538 Thus it is put, that the risk of fraud may also have been addressed by drafting the mortgage in a way which expressly incorporated an obligation to repay a specific sum is not crucial.
539 However, it must be noted that s 5C(b) uses the words "not of itself". The section does not stop this factor being taken into account when making its overall assessment as to whether, on the facts in any particular case, there was negligence.
540 Again, one must construe s 5C(b) rationally. If there is a right way of doing things and a wrong way of doing them, the section cannot be utilised. It is there to deal with the situation where there were two or more apparently equally viable alternatives and a choice was made which turned out not to be the best.
541 As Villa notes in his Annotated Civil Liability Act at p 40, the section reminds judges that:
"The fact that the one alternative has failed to prevent the harm that has eventuated and the other alternative would have so prevented the harm does not logically require a finding that the defendant ought to have chosen the other alternative. Section 5C(b) makes it clear that such reasoning is impermissible."
542 Apart from s 5 O, in my view the evidence shows that on the balance of probabilities Hunt & Hunt may well have breached their duty of care to their client. The transaction was not a very complicated one. It could have been processed in two ways: (a) by using a traditional form of mortgage with a fixed loan; and (b) by using the new form being an all monies mortgage. The first had no risk; the second did have risk. However, the solicitor did not turn his mind to the risk.
543 It should have been self evident to any professional lawyer that one can never avoid completely the risk of fraud because fraudsters can be very convincing. Although it was reasonable for Hunt & Hunt to rely on what Mr Flammia said, that assurance should not have completely ruled out the possibility of fraud. That possibility could have been ruled out, however, by getting an indefeasibly registered mortgage for a fixed sum. Hunt & Hunt do not seem to have taken into account that that would be the better way of doing what they were retained to do; they merely used the ordinary form.
544 (b)(ii) I now turn to consider the impact of s 5 O of the Civil Liability Act 2002. That section is as follows:
"5 O Standard of care for professionals
(1) A person practising a profession ('a professional') does not incur a liability in negligence arising from the provision of a professional service if it is established that the professional acted in a manner that (at the time the service was provided) was widely accepted in Australia by peer professional opinion as competent professional practice.
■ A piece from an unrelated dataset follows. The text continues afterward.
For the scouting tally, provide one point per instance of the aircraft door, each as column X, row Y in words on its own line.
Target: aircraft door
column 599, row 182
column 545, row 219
(2) However, peer professional opinion cannot be relied on for the purposes of this section if the court considers that the opinion is irrational.
(3) The fact that there are differing peer professional opinions widely accepted in Australia concerning a matter does not prevent any one or more (or all) of those opinions being relied on for the purposes of this section.
(4) Peer professional opinion does not have to be universally accepted to be considered widely accepted."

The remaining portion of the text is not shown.